Posted: Wed Mar 25, 2015 10:34 am
by mgbbob
Doug Reid has a great video on the use of jointers. His opinion is a 4" jointer is all you need. I am sure there are lots of opinions but I am also sure he is a better woodworker than I. Watch the video.

Re: SS Jointer

Posted: Wed Mar 25, 2015 11:47 am
by forrestb
As I promised in an earlier post, here is my experience and inspiration for jointing board wider than my 4" SS jointer:

1. You can safely joint boards more than 4 inches wide on the Shopsmith Jointer. I was comfortable doing so with a cherry board that was 8 inches wide by 2 ½ inches thick by 50 inches long. DO NOT REMOVE THE FENCE (Safety check: without it the board may go off the Jointer since you do not have much lateral control). You will have to remove the Feather Guide and any other items that stick up above the Infeed and Outfeed Tables. Use the technique that Matthias Wandel demonstrates at You Tube url

[youtube]https://www.youtube.com/watch?v=tvakUFUrOXA[/youtube]

In the case of my 8" wide board:
joint 1.jpg
joint 1.jpg (307.17 KiB) Viewed 3261 times
and
joint 2.jpg
joint 2.jpg (294.85 KiB) Viewed 3261 times
I think I did around 4 passes each direction to get a near-enough flat face to run through the SS planer.

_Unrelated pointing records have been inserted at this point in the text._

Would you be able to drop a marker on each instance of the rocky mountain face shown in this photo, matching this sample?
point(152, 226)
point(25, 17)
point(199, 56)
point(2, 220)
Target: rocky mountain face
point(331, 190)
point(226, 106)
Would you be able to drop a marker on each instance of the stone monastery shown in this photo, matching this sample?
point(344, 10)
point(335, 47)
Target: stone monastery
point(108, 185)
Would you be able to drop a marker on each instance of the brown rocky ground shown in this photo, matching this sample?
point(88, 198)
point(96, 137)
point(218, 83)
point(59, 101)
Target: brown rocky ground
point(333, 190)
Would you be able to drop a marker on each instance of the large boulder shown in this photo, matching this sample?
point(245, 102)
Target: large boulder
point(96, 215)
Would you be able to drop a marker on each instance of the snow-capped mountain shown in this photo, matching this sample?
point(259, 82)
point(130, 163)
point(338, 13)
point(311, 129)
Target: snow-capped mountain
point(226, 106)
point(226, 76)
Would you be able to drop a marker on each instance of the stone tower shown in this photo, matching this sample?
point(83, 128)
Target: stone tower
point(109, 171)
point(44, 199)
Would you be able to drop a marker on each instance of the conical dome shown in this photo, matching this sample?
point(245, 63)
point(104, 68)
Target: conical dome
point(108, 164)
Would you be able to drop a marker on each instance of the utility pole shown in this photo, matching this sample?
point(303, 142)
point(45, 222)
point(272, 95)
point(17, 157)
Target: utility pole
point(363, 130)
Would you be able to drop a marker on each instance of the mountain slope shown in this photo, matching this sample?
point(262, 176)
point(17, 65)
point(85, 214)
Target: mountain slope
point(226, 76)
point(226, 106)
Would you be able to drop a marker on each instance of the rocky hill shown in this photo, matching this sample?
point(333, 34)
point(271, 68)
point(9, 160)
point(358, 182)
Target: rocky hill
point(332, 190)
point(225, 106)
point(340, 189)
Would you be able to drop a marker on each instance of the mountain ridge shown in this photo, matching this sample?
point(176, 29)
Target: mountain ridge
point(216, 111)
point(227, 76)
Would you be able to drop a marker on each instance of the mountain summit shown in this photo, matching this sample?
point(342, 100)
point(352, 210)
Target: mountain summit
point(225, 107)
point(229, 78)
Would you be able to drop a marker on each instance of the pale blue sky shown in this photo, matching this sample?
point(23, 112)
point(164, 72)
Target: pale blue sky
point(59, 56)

But the number of passes depends on how 'flat' your board is to begin with.

You will be left with a ridge down the middle (or one side if less than 8") but by using a 1/32 inch cut each pass it will not offset too much in the planer. If you don't like a ridge you could always take JPG's advice and go to a hand plane to 'finish' flattening that side.

2. Once one side is ‘approximately’ flat run it through the Shopsmith Planer with that side down first. Flatten the far side and then turn the board over to get rid of the step left by the jointing process.

Hope this helps your decision about the usefulness of the SS jointer.

Forrest

Re: SS Jointer

Posted: Sat Mar 28, 2015 1:53 pm
by putttn
I know you're probably not supposed to do this but I run the board through on my 6" jointer and simply turn it around and the outside portion that didn't get jointed is now against the fence and it is run through. Yes, it is going against the grain but since I'm sanding it anyway it all seems to work out. I can't tell from his video if that's what he's doing. Am I missing something here?

Re: SS Jointer

Posted: Sat Mar 28, 2015 3:10 pm
by JPG
putttn wrote:I know you're probably not supposed to do this but I run the board through on my 6" jointer and simply turn it around and the outside portion that didn't get jointed is now against the fence and it is run through. Yes, it is going against the grain but since I'm sanding it anyway it all seems to work out. I can't tell from his video if that's what he's doing. Am I missing something here?
Yes that is the method, but the goal is to flatten, not to finish. Finishing comes after thickness planing.